As for Ellis's claim about painful handcuffing, no reasonable factfinder could find that Creel used excessive force against Ellis. The Eighth Amendment prohibits "unnecessary and wanton infliction of pain" on prisoners. Hudson v. McMillian, 503 U.S. 1, 5 (1992). For excessive-force claims under the Eighth Amendment, we ask whether the "force was applied in a good-faith effort to maintain or restore discipline, or maliciously and sadistically to cause harm." Id. at 7. Here, there is no evidence that the handcuffing was anything more than a good-faith application of force for the purpose of maintaining order and complying with the prison's policies. And even in the Fourth Amendment context (with its lower reasonableness standard), we have required a plaintiff claiming excessive force based on handcuffing to have put the officer on notice of the degree of pain or injury being inflicted by the handcuffs, not simply to mention their tightness. See Rooni v. Biser, 742 F.3d 737, 742 (7th Cir. 2014) (collecting examples). Here, Ellis lodged a general complaint; there is no evidence about pain, just superficial marks on the wrist. Therefore, a reasonable jury could not conclude that Creel tightly handcuffed him maliciously and sadistically for the very purpose of causing harm. See Outlaw v. Newkirk, 259 F.3d 833, 840 (7th Cir. 2001).
Finally, Ellis argues that the district court erred by entering judgment for the nurses who did not appear. But its decision was proper-or, at least not prejudicial to Ellis in the case of Bailey, who was never served and need not have been included in the judgment. (Leaving her out would not have affected finality because it was too late to serve her, and a new claim against her would be untimely. See Manley v. City of Chicago, 236 F.3d 392, 395 (7th Cir. 2001).) After the clerk's entry of default against White, Ellis missed the court's deadline for proving damages and obtaining a judgment under Rule 55(b)(2). Thus he did not "establish his entitlement to the relief he seeks." VLM Food Trading Int'l, Inc. v. Ill. Trading Co., 811 F.3d 247, 255 (7th Cir. 2016) (citation omitted).

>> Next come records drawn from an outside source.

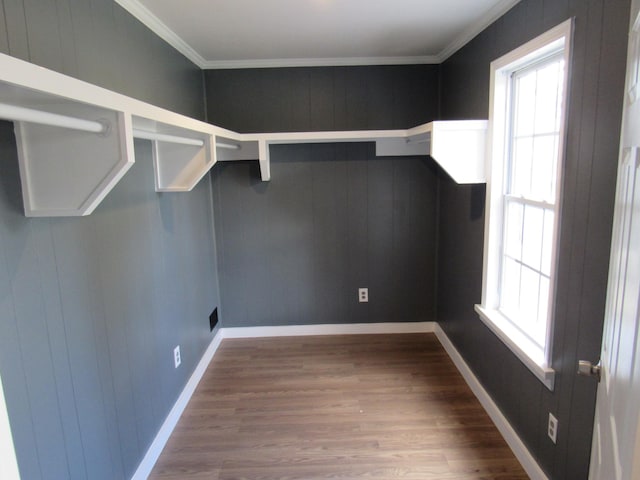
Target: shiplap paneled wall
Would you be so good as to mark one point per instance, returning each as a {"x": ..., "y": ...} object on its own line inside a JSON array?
[
  {"x": 334, "y": 217},
  {"x": 91, "y": 308},
  {"x": 594, "y": 115}
]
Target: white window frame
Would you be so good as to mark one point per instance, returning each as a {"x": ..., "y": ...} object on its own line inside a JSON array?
[{"x": 536, "y": 359}]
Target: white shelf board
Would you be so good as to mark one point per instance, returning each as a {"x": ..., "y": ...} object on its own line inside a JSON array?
[{"x": 457, "y": 146}]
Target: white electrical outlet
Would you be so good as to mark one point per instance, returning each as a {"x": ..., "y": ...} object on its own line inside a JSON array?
[
  {"x": 363, "y": 295},
  {"x": 176, "y": 356},
  {"x": 552, "y": 429}
]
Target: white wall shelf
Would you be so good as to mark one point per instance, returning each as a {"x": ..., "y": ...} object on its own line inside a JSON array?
[
  {"x": 75, "y": 141},
  {"x": 457, "y": 146}
]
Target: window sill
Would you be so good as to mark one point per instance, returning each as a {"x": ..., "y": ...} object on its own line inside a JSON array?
[{"x": 527, "y": 352}]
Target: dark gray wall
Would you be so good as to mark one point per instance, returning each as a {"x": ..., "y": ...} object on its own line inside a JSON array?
[
  {"x": 333, "y": 218},
  {"x": 91, "y": 307},
  {"x": 596, "y": 92}
]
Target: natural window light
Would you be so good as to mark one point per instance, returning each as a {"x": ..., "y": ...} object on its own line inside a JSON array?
[{"x": 528, "y": 98}]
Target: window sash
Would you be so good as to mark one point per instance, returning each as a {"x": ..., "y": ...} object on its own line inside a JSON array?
[{"x": 534, "y": 279}]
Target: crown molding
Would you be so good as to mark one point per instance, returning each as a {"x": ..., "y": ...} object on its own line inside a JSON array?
[
  {"x": 154, "y": 24},
  {"x": 469, "y": 34},
  {"x": 139, "y": 11},
  {"x": 319, "y": 62}
]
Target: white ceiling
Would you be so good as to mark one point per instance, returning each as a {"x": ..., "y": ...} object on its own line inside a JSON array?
[{"x": 266, "y": 33}]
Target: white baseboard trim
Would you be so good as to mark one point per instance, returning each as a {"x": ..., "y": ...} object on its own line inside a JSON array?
[
  {"x": 511, "y": 437},
  {"x": 329, "y": 329},
  {"x": 154, "y": 451},
  {"x": 518, "y": 448}
]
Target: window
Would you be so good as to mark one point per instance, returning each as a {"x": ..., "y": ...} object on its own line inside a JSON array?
[{"x": 526, "y": 121}]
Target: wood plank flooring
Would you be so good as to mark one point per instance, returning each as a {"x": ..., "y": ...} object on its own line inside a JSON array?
[{"x": 335, "y": 407}]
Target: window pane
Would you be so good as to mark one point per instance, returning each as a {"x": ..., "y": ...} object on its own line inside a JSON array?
[
  {"x": 543, "y": 310},
  {"x": 547, "y": 242},
  {"x": 529, "y": 288},
  {"x": 510, "y": 293},
  {"x": 521, "y": 160},
  {"x": 524, "y": 104},
  {"x": 543, "y": 168},
  {"x": 548, "y": 82},
  {"x": 513, "y": 230},
  {"x": 532, "y": 236}
]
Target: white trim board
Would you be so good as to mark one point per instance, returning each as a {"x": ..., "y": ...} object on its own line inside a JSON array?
[
  {"x": 502, "y": 424},
  {"x": 329, "y": 329}
]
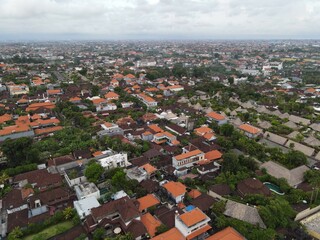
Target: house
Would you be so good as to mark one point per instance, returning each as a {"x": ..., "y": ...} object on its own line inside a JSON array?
[
  {"x": 293, "y": 176},
  {"x": 18, "y": 89},
  {"x": 219, "y": 190},
  {"x": 188, "y": 159},
  {"x": 84, "y": 206},
  {"x": 193, "y": 224},
  {"x": 244, "y": 213},
  {"x": 250, "y": 131},
  {"x": 229, "y": 233},
  {"x": 205, "y": 132},
  {"x": 252, "y": 186},
  {"x": 16, "y": 131},
  {"x": 43, "y": 107},
  {"x": 151, "y": 223},
  {"x": 106, "y": 107},
  {"x": 40, "y": 179},
  {"x": 216, "y": 117},
  {"x": 109, "y": 159},
  {"x": 110, "y": 96},
  {"x": 146, "y": 202},
  {"x": 151, "y": 170},
  {"x": 203, "y": 202},
  {"x": 308, "y": 151},
  {"x": 123, "y": 208},
  {"x": 176, "y": 190},
  {"x": 173, "y": 234},
  {"x": 86, "y": 190},
  {"x": 147, "y": 100},
  {"x": 75, "y": 175},
  {"x": 110, "y": 129},
  {"x": 165, "y": 137}
]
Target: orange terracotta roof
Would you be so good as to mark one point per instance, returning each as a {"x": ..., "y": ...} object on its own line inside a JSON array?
[
  {"x": 14, "y": 129},
  {"x": 149, "y": 168},
  {"x": 198, "y": 232},
  {"x": 172, "y": 234},
  {"x": 111, "y": 95},
  {"x": 5, "y": 118},
  {"x": 249, "y": 128},
  {"x": 130, "y": 76},
  {"x": 36, "y": 116},
  {"x": 311, "y": 90},
  {"x": 188, "y": 154},
  {"x": 194, "y": 193},
  {"x": 213, "y": 155},
  {"x": 203, "y": 130},
  {"x": 146, "y": 133},
  {"x": 74, "y": 99},
  {"x": 22, "y": 100},
  {"x": 175, "y": 142},
  {"x": 175, "y": 188},
  {"x": 23, "y": 120},
  {"x": 193, "y": 217},
  {"x": 146, "y": 97},
  {"x": 215, "y": 116},
  {"x": 118, "y": 75},
  {"x": 155, "y": 128},
  {"x": 40, "y": 122},
  {"x": 147, "y": 201},
  {"x": 35, "y": 106},
  {"x": 208, "y": 136},
  {"x": 41, "y": 131},
  {"x": 98, "y": 101},
  {"x": 98, "y": 153},
  {"x": 151, "y": 89},
  {"x": 53, "y": 91},
  {"x": 228, "y": 233},
  {"x": 26, "y": 192},
  {"x": 151, "y": 223}
]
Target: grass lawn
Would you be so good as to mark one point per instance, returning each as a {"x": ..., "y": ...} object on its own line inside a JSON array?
[{"x": 51, "y": 231}]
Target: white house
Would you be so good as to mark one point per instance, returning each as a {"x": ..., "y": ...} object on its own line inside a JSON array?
[
  {"x": 86, "y": 190},
  {"x": 188, "y": 159},
  {"x": 109, "y": 159},
  {"x": 175, "y": 190},
  {"x": 84, "y": 206},
  {"x": 193, "y": 224}
]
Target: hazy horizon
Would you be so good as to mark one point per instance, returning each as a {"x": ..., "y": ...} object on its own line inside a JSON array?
[{"x": 45, "y": 20}]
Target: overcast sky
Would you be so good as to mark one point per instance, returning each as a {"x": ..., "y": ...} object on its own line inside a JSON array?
[{"x": 164, "y": 19}]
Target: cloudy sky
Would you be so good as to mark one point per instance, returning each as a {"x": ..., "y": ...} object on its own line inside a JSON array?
[{"x": 159, "y": 19}]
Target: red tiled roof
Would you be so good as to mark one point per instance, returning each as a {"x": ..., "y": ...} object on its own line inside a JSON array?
[
  {"x": 215, "y": 116},
  {"x": 228, "y": 233},
  {"x": 249, "y": 128},
  {"x": 188, "y": 154},
  {"x": 193, "y": 217},
  {"x": 172, "y": 234},
  {"x": 175, "y": 188},
  {"x": 147, "y": 202}
]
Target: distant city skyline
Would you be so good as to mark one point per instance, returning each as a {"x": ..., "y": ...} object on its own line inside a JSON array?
[{"x": 158, "y": 19}]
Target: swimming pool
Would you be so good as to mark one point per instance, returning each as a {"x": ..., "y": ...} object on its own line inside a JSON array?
[{"x": 274, "y": 188}]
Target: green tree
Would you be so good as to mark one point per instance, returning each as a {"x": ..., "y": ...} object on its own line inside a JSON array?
[
  {"x": 227, "y": 130},
  {"x": 230, "y": 162},
  {"x": 95, "y": 90},
  {"x": 20, "y": 151},
  {"x": 278, "y": 213},
  {"x": 93, "y": 171},
  {"x": 15, "y": 234},
  {"x": 161, "y": 229},
  {"x": 98, "y": 234},
  {"x": 68, "y": 213}
]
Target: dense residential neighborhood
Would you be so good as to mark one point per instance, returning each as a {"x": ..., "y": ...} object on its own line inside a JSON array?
[{"x": 160, "y": 140}]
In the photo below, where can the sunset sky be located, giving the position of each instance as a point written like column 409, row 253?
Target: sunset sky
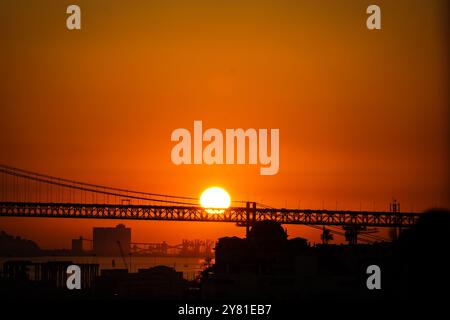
column 363, row 115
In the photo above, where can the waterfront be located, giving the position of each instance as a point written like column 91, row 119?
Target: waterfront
column 190, row 266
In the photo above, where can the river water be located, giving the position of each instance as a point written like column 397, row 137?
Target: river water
column 189, row 266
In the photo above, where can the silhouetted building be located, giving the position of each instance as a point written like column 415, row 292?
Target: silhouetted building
column 17, row 246
column 77, row 246
column 112, row 241
column 158, row 283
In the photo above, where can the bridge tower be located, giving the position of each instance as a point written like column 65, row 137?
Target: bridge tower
column 394, row 207
column 250, row 216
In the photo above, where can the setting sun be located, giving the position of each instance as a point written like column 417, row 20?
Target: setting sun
column 215, row 199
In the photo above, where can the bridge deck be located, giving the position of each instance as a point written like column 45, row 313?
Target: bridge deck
column 238, row 215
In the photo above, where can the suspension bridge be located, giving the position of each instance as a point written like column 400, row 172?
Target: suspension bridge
column 25, row 193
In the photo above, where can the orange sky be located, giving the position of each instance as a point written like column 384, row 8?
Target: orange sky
column 363, row 115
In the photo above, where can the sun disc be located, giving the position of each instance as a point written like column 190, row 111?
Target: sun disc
column 215, row 200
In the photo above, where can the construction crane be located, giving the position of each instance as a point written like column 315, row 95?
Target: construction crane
column 121, row 253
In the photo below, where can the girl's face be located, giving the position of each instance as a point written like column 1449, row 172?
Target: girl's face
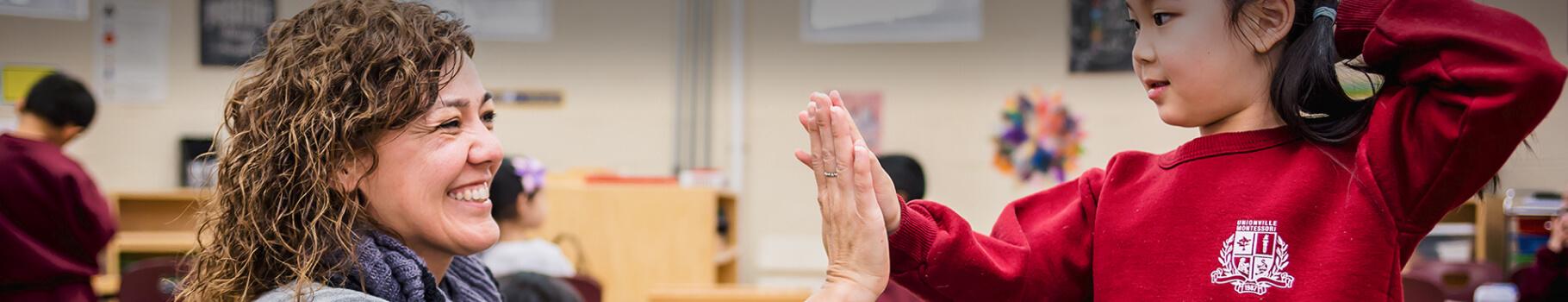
column 432, row 178
column 1197, row 68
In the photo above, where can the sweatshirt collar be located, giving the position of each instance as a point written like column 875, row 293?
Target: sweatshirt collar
column 1227, row 143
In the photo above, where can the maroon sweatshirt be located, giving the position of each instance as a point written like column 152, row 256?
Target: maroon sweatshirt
column 1267, row 214
column 53, row 222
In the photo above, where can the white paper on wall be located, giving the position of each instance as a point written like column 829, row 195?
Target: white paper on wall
column 66, row 9
column 134, row 46
column 891, row 21
column 513, row 21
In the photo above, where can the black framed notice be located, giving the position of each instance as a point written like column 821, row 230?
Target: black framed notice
column 234, row 30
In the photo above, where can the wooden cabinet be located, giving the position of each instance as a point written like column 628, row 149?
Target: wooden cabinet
column 151, row 223
column 637, row 238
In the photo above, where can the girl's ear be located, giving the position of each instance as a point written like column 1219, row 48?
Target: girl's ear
column 1264, row 24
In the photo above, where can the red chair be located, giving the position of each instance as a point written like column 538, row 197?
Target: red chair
column 587, row 286
column 152, row 280
column 1418, row 290
column 1457, row 280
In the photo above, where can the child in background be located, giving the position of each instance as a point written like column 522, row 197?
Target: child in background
column 520, row 208
column 53, row 221
column 1548, row 277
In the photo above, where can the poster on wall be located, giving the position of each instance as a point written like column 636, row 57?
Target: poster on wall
column 1101, row 36
column 505, row 21
column 132, row 51
column 529, row 98
column 234, row 30
column 866, row 109
column 1040, row 141
column 65, row 9
column 891, row 21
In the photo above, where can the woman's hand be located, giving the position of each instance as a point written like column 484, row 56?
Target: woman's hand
column 853, row 227
column 816, row 122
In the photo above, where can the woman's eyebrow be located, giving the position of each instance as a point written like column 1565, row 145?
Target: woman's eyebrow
column 461, row 103
column 453, row 103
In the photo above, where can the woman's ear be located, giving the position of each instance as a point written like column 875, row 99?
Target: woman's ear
column 352, row 173
column 1264, row 24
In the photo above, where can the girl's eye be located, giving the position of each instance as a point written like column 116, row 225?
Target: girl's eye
column 1160, row 17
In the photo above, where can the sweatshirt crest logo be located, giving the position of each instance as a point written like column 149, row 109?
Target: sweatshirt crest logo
column 1254, row 258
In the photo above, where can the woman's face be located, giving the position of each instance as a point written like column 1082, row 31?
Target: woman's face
column 432, row 179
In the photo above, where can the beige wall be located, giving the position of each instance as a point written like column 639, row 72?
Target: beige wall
column 617, row 65
column 613, row 60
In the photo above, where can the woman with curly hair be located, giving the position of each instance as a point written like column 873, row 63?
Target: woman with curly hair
column 358, row 164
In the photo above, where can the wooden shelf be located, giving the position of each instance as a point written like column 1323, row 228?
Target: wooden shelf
column 726, row 294
column 105, row 285
column 156, row 241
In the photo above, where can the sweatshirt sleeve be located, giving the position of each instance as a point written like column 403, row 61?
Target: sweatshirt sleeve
column 1545, row 280
column 1465, row 84
column 93, row 221
column 1036, row 250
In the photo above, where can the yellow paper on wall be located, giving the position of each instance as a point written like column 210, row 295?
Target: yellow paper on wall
column 17, row 79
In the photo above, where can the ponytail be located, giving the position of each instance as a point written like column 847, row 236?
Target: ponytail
column 1305, row 91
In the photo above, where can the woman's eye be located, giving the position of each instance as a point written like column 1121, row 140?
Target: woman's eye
column 1160, row 19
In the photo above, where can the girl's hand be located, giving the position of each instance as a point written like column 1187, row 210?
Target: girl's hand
column 816, row 120
column 853, row 229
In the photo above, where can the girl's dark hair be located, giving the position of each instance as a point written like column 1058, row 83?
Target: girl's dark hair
column 505, row 189
column 1306, row 91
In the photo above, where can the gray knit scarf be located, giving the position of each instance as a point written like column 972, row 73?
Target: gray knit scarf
column 391, row 271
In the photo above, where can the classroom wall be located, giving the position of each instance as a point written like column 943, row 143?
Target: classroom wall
column 613, row 62
column 617, row 65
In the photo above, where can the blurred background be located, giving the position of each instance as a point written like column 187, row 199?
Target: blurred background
column 669, row 124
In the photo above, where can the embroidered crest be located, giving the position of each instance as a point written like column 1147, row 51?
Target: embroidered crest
column 1254, row 258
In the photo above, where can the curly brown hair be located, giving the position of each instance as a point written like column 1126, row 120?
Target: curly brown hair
column 331, row 80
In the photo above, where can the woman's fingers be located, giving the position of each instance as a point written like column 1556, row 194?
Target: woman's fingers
column 887, row 194
column 843, row 147
column 864, row 191
column 824, row 153
column 855, row 129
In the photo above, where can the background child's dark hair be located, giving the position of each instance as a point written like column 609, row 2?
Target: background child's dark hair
column 1306, row 91
column 505, row 189
column 906, row 175
column 61, row 101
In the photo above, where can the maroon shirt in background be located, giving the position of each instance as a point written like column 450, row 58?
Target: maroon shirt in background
column 1545, row 280
column 53, row 222
column 1266, row 214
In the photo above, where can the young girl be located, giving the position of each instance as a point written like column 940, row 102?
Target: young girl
column 520, row 208
column 1294, row 191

Because he never proved the substantial damages requested, the district court properly entered judgment for White-even though her default meant that the factual allegations against her were deemed admitted, see Barwin v. Vill. of Oak Park, 54 F.4th 443, 450 n.6 (7th Cir. 2022), which in this case would preclude a judgment for her on the merits.
AFFIRMED.
[*] We have agreed to decide the case without oral argument because the briefs and record adequately present the facts and legal arguments, and oral argument would not significantly aid the court. FED. R. APP. p. 34(a)(2)(C).